Posted Feb 12, 2013 11:17 UTC (Tue) by ibukanov (subscriber, #3942)
In reply to: DRI3000 by alankila
Parent article: LCA: The X-men speak
> If security relies on user identifying windows and acting based on what they look like, I guess security can't be attained. The pixels are always under attacker's control, one way or other. And I know of no way to sensibly secure, say, policykit's authentication prompt. Anybody can fake that, it's just a window
http://qubes-os.org solved that by not allowing full-screen windows and by using different colors to differentiate windows with different level of trust. As in Qubes all applications runs inside VMs that have no access to the real hardware, applications cannot influence window decorations.

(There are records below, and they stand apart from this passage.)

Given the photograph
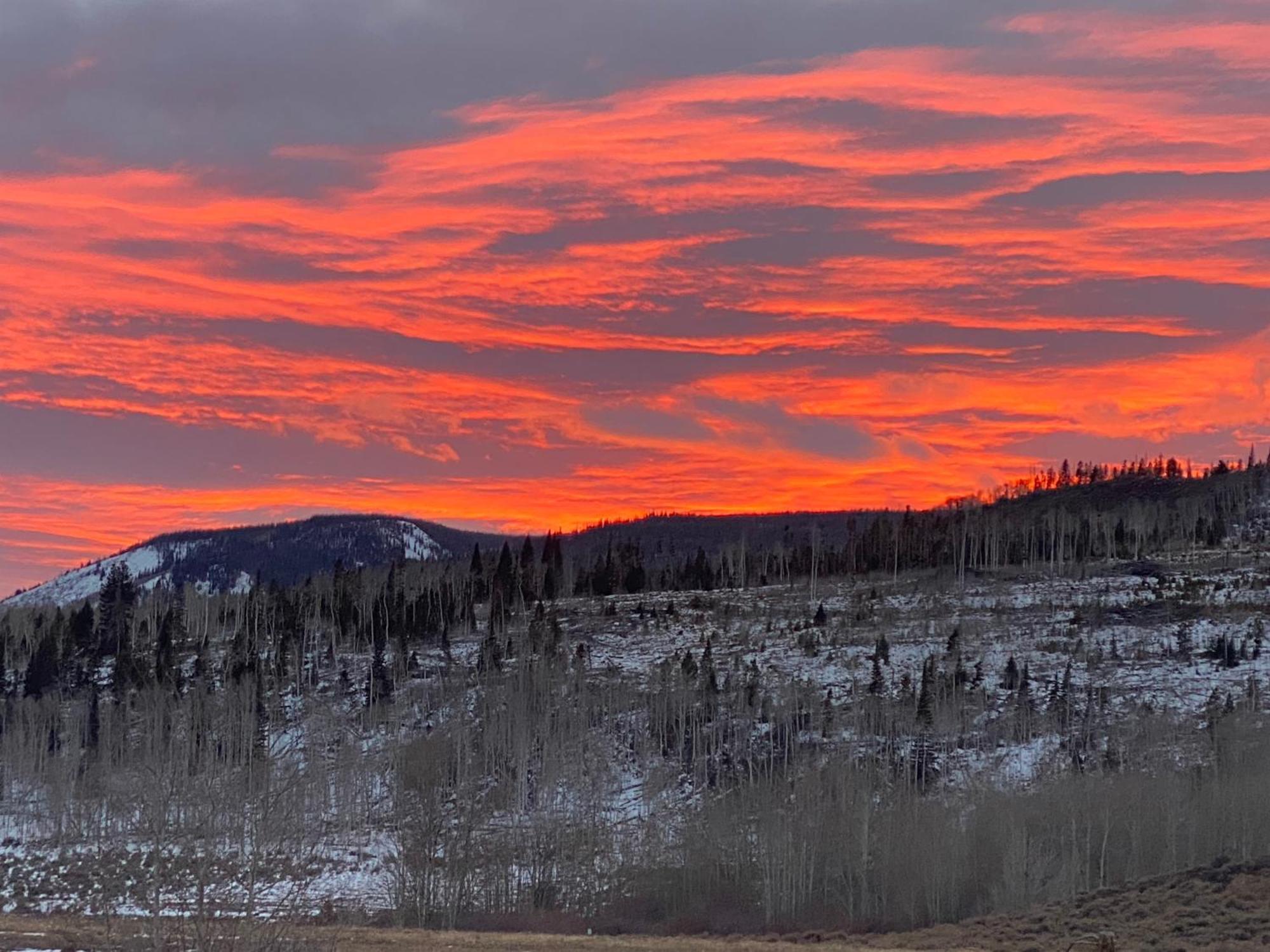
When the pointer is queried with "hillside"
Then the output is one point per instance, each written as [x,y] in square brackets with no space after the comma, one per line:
[232,560]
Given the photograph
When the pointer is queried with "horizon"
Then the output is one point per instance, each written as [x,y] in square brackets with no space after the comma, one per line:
[538,265]
[998,493]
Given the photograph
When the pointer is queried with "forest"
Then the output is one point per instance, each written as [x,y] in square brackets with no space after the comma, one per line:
[841,722]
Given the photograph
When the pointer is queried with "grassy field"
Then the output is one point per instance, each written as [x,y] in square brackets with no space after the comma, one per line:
[1225,908]
[21,932]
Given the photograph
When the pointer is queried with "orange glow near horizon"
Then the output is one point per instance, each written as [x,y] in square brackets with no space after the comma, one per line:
[877,279]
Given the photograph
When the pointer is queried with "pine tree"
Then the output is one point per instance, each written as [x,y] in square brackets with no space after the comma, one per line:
[82,628]
[529,581]
[166,652]
[43,670]
[689,667]
[477,576]
[711,678]
[93,723]
[878,682]
[379,681]
[925,701]
[1010,678]
[116,602]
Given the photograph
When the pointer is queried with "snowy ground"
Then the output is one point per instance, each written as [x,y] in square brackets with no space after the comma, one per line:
[1120,628]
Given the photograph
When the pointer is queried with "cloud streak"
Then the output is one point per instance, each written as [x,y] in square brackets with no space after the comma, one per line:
[763,267]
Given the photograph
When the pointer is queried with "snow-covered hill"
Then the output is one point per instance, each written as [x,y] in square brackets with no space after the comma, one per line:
[232,559]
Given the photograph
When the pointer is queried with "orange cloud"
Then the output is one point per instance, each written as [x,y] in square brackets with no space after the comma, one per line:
[947,253]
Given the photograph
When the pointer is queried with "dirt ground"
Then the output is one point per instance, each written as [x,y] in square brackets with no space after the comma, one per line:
[1225,908]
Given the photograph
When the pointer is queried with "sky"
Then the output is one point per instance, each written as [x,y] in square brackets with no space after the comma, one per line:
[528,265]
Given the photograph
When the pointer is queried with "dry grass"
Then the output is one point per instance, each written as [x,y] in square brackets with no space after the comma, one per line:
[1220,909]
[59,932]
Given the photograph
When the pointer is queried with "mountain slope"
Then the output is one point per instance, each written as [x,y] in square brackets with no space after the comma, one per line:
[225,560]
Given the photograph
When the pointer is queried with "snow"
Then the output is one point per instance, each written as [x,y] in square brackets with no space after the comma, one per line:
[418,544]
[152,565]
[78,585]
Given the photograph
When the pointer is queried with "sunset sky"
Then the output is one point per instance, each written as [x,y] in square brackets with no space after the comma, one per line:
[533,263]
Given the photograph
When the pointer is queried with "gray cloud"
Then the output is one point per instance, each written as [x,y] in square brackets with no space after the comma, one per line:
[163,82]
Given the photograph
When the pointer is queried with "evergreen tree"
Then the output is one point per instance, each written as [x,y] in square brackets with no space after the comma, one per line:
[711,677]
[477,576]
[83,626]
[116,602]
[878,682]
[529,581]
[379,681]
[925,701]
[43,670]
[166,652]
[1010,678]
[93,722]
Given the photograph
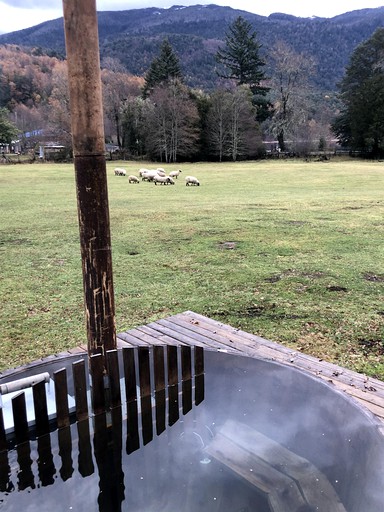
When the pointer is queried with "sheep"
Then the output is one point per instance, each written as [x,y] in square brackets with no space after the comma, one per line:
[120,172]
[163,180]
[142,171]
[191,180]
[148,174]
[175,174]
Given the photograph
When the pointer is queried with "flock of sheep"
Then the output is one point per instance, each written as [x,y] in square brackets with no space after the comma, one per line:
[157,176]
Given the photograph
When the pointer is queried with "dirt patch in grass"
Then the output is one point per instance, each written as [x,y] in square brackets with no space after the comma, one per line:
[227,245]
[290,272]
[335,288]
[376,278]
[372,346]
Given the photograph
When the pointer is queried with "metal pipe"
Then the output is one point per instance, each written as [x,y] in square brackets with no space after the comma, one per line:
[26,382]
[84,79]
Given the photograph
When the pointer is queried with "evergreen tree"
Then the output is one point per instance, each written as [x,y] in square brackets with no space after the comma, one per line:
[163,68]
[240,60]
[360,124]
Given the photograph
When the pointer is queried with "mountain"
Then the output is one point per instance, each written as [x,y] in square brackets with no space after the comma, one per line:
[195,32]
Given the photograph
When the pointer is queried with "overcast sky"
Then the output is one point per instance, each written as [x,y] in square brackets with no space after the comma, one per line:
[20,14]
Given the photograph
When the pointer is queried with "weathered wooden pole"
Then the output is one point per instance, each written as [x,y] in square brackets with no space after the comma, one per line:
[82,46]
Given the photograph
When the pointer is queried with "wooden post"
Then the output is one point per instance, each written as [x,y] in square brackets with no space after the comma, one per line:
[82,46]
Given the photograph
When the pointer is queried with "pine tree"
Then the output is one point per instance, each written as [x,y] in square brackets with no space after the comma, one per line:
[163,68]
[240,60]
[360,124]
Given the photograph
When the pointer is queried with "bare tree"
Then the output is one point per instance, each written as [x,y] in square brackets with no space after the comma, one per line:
[117,88]
[218,123]
[172,123]
[290,91]
[232,129]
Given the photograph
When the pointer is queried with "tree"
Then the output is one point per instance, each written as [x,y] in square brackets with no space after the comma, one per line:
[360,124]
[172,123]
[7,129]
[163,68]
[241,62]
[117,88]
[232,130]
[290,91]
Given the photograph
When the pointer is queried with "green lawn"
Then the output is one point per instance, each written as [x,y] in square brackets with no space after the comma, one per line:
[289,250]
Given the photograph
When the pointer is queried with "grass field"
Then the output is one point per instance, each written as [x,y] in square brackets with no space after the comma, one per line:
[289,250]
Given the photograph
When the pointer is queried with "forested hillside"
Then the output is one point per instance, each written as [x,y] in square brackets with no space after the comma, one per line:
[133,37]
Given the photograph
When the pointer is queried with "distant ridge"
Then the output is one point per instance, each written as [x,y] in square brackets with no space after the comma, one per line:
[195,32]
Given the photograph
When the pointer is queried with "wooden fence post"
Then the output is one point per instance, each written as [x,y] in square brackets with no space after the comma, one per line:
[84,79]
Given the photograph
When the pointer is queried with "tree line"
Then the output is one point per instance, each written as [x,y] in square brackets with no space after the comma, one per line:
[159,117]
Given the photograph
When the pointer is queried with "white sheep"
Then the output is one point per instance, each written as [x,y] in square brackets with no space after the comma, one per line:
[191,180]
[142,171]
[163,180]
[148,174]
[120,172]
[175,174]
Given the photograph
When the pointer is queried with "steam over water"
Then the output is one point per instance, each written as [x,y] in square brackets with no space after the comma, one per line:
[265,438]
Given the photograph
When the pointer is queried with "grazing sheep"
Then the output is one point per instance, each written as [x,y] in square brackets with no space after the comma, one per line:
[148,174]
[191,180]
[142,171]
[175,174]
[120,172]
[163,180]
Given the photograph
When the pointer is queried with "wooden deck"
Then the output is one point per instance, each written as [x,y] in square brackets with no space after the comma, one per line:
[190,328]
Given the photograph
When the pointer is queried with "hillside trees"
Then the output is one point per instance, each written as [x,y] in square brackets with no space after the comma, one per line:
[164,68]
[360,124]
[117,88]
[241,62]
[171,122]
[290,87]
[7,129]
[231,129]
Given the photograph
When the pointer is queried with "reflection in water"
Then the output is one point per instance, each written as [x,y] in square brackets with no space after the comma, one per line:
[93,448]
[265,439]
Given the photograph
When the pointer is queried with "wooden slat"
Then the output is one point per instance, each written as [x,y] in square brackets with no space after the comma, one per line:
[186,363]
[173,404]
[133,440]
[159,368]
[186,378]
[61,398]
[146,418]
[40,406]
[80,387]
[144,372]
[131,340]
[199,389]
[19,411]
[65,452]
[85,460]
[160,401]
[114,377]
[97,388]
[199,360]
[145,332]
[172,365]
[3,439]
[129,374]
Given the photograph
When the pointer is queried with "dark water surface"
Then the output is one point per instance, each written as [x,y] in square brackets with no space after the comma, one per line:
[266,437]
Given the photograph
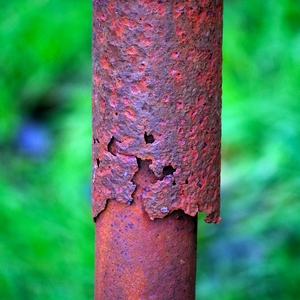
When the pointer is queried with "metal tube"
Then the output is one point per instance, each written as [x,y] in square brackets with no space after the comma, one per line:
[156,142]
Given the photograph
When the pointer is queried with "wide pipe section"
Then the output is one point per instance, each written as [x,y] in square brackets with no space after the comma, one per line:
[156,142]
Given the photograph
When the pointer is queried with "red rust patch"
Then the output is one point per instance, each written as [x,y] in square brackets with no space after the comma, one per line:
[157,69]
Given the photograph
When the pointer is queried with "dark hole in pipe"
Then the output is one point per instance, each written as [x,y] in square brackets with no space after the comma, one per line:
[168,170]
[149,139]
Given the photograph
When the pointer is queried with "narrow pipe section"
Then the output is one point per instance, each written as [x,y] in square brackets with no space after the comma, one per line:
[137,258]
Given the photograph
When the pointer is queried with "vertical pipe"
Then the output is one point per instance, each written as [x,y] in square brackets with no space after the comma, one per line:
[156,142]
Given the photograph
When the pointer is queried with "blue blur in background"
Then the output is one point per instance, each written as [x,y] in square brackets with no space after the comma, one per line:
[47,233]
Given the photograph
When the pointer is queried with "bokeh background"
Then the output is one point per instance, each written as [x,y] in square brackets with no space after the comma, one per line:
[46,230]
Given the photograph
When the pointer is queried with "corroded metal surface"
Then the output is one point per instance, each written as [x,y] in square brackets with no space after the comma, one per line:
[137,258]
[156,101]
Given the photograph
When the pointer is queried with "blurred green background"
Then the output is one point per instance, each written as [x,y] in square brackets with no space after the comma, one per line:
[47,234]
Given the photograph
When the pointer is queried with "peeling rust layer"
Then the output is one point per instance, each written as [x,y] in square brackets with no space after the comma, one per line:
[157,99]
[137,258]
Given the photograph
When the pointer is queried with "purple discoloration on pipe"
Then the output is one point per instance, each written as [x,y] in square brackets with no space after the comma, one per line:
[157,72]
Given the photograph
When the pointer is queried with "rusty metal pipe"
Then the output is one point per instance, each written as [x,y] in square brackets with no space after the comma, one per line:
[156,142]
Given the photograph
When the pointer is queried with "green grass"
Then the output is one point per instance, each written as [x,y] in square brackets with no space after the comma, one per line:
[47,235]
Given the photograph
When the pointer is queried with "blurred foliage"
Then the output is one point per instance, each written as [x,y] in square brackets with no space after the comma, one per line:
[46,236]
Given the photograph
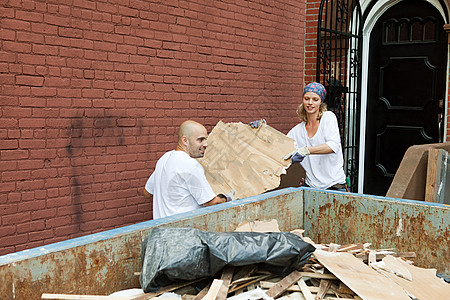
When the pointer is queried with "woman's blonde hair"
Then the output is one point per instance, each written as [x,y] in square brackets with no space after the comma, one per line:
[301,112]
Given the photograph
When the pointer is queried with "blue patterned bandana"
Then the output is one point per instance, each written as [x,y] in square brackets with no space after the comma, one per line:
[317,88]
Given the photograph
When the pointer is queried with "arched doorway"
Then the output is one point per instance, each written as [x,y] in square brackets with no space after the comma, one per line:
[406,80]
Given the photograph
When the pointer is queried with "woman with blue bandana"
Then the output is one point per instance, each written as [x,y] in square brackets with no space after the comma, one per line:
[317,135]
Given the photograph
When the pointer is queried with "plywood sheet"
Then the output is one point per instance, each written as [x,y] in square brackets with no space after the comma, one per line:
[242,161]
[424,284]
[360,278]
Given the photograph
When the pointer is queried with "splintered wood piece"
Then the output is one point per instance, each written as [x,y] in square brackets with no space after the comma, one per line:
[77,297]
[436,170]
[351,247]
[305,290]
[226,277]
[372,257]
[294,288]
[355,274]
[323,288]
[380,256]
[203,292]
[165,289]
[258,278]
[333,247]
[214,290]
[284,284]
[245,271]
[343,289]
[424,281]
[318,275]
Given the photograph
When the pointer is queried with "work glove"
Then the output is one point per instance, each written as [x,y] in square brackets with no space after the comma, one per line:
[225,196]
[257,123]
[298,155]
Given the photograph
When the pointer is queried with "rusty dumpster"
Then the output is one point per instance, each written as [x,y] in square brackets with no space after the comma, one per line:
[105,262]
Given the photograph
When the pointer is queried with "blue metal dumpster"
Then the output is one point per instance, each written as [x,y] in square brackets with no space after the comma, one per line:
[105,262]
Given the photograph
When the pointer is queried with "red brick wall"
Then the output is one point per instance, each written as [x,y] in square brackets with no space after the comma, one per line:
[92,92]
[312,14]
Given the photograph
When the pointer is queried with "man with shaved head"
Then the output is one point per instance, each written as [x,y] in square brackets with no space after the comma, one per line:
[178,183]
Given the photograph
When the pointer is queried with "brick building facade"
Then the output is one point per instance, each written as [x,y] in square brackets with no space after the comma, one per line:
[92,93]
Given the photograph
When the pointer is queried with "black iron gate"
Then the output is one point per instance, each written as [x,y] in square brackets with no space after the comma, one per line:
[339,53]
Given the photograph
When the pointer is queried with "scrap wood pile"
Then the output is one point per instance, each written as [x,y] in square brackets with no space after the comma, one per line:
[333,272]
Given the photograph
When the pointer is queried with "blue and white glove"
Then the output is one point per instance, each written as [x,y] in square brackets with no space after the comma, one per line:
[226,197]
[257,123]
[298,155]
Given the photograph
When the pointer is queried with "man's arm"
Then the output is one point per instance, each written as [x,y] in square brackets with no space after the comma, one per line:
[214,201]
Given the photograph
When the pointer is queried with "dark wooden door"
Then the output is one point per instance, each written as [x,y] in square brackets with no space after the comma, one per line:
[406,85]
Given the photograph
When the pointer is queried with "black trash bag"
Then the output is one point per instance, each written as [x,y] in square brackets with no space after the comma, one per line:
[175,254]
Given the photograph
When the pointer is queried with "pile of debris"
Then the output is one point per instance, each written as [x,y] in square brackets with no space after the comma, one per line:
[332,272]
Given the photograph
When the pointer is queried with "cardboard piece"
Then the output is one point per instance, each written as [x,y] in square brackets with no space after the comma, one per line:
[259,226]
[356,275]
[242,161]
[424,283]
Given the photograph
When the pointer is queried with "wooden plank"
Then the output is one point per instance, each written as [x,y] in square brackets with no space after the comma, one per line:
[258,278]
[214,290]
[305,290]
[294,288]
[203,292]
[436,175]
[323,289]
[245,271]
[80,297]
[165,289]
[424,284]
[318,275]
[351,247]
[226,277]
[284,284]
[355,274]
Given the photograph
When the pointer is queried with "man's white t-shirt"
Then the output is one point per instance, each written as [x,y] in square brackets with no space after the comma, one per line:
[178,185]
[322,170]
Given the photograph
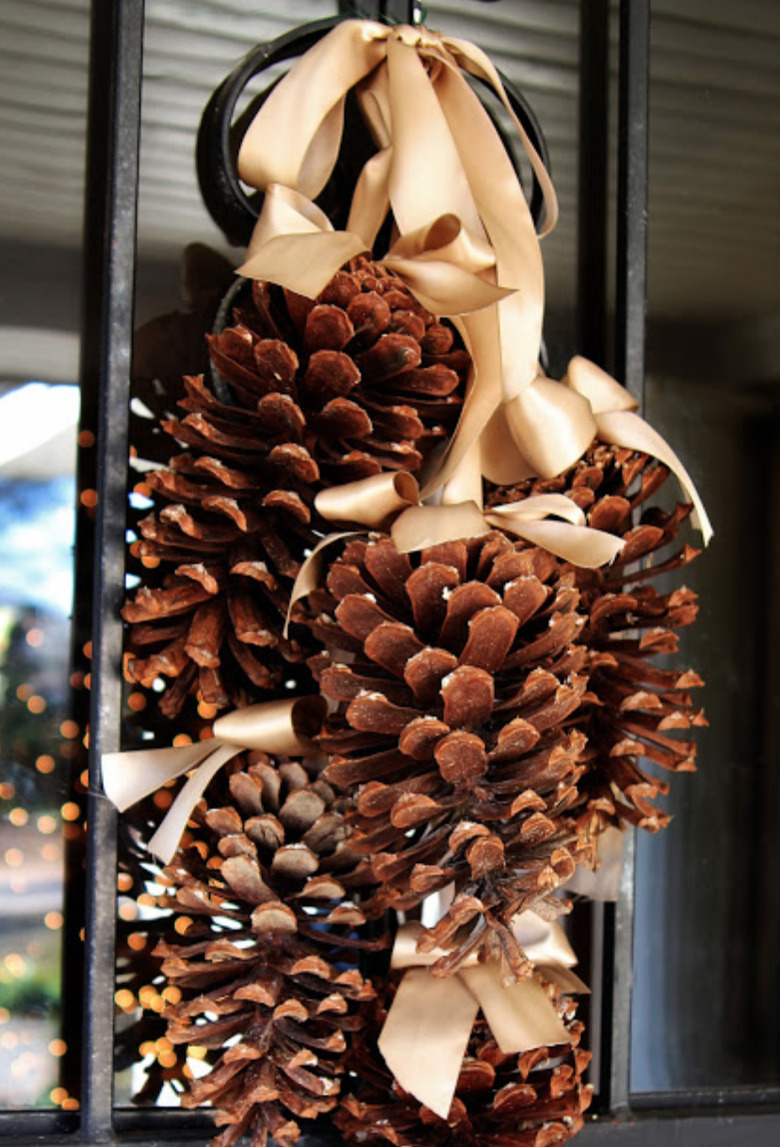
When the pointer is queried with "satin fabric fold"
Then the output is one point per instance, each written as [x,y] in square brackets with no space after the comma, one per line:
[428,1027]
[439,155]
[390,501]
[467,247]
[277,727]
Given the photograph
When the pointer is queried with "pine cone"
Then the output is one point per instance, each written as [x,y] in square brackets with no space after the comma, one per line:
[634,703]
[307,395]
[271,958]
[531,1100]
[454,700]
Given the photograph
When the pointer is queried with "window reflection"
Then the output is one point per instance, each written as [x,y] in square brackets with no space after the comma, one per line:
[38,739]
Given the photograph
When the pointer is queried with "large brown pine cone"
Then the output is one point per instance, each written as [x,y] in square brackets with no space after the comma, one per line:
[270,951]
[458,673]
[634,703]
[531,1100]
[310,393]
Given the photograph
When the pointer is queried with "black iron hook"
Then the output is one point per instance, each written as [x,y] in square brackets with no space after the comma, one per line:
[219,138]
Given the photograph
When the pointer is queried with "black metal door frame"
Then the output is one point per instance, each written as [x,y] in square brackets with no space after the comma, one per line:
[717,1118]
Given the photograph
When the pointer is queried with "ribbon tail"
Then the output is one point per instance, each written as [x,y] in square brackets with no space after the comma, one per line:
[303,263]
[521,1014]
[576,544]
[165,841]
[426,1035]
[129,777]
[430,525]
[623,428]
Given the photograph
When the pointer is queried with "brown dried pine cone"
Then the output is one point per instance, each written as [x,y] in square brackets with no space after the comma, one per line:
[270,951]
[309,393]
[457,673]
[634,702]
[531,1100]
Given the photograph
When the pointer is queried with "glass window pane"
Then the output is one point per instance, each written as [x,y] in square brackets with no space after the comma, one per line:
[707,939]
[43,92]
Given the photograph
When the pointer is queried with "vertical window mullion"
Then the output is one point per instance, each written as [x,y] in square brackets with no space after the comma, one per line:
[630,336]
[109,246]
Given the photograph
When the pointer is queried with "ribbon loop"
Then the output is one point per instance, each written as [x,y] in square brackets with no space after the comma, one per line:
[278,727]
[429,1023]
[467,247]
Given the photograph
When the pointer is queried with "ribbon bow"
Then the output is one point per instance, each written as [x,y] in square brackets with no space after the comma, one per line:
[278,727]
[467,246]
[428,1027]
[444,172]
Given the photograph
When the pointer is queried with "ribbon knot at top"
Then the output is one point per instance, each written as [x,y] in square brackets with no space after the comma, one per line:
[428,1027]
[467,247]
[280,728]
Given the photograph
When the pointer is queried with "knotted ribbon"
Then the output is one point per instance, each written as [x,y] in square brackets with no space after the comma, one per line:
[278,727]
[439,158]
[392,501]
[428,1027]
[467,246]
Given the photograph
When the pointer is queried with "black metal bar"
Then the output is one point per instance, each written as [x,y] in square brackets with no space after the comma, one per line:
[630,321]
[632,176]
[593,197]
[715,1130]
[109,244]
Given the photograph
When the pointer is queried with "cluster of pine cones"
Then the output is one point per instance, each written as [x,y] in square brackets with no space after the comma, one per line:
[489,705]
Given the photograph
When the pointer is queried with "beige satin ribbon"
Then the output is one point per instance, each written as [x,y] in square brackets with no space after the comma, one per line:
[279,727]
[439,157]
[467,248]
[602,882]
[428,1027]
[391,501]
[611,414]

Now, that is slow and drains batteries, but I guess with current hardware it is just impossible to virtualize GPU without performance impact.
> Microsoft chose to train people to look for darkened desktop with a single authorization popup window in middle of it. I've no idea if this is something no other application can fake, or what the point of that is, but it is a tough problem to solve.
It is possible to fake that as long as the OS allows fullscreen windows and does not use hardware buttons to assert administrative tasks. It is sad that MS abandoned that. Ctrl-Alt-Dell is ugly and hard to a press for a disabled person, but they at least could try to use a different key combination.
And even Google have not fully got that. On Android an app can fake the password-protected lock screen and capture a password as Android does not require to press any hardware buttons to unlock it before drawing virtual keyboard. But at least I can press the home key. If that brings me to home screen, then I know that was a fake.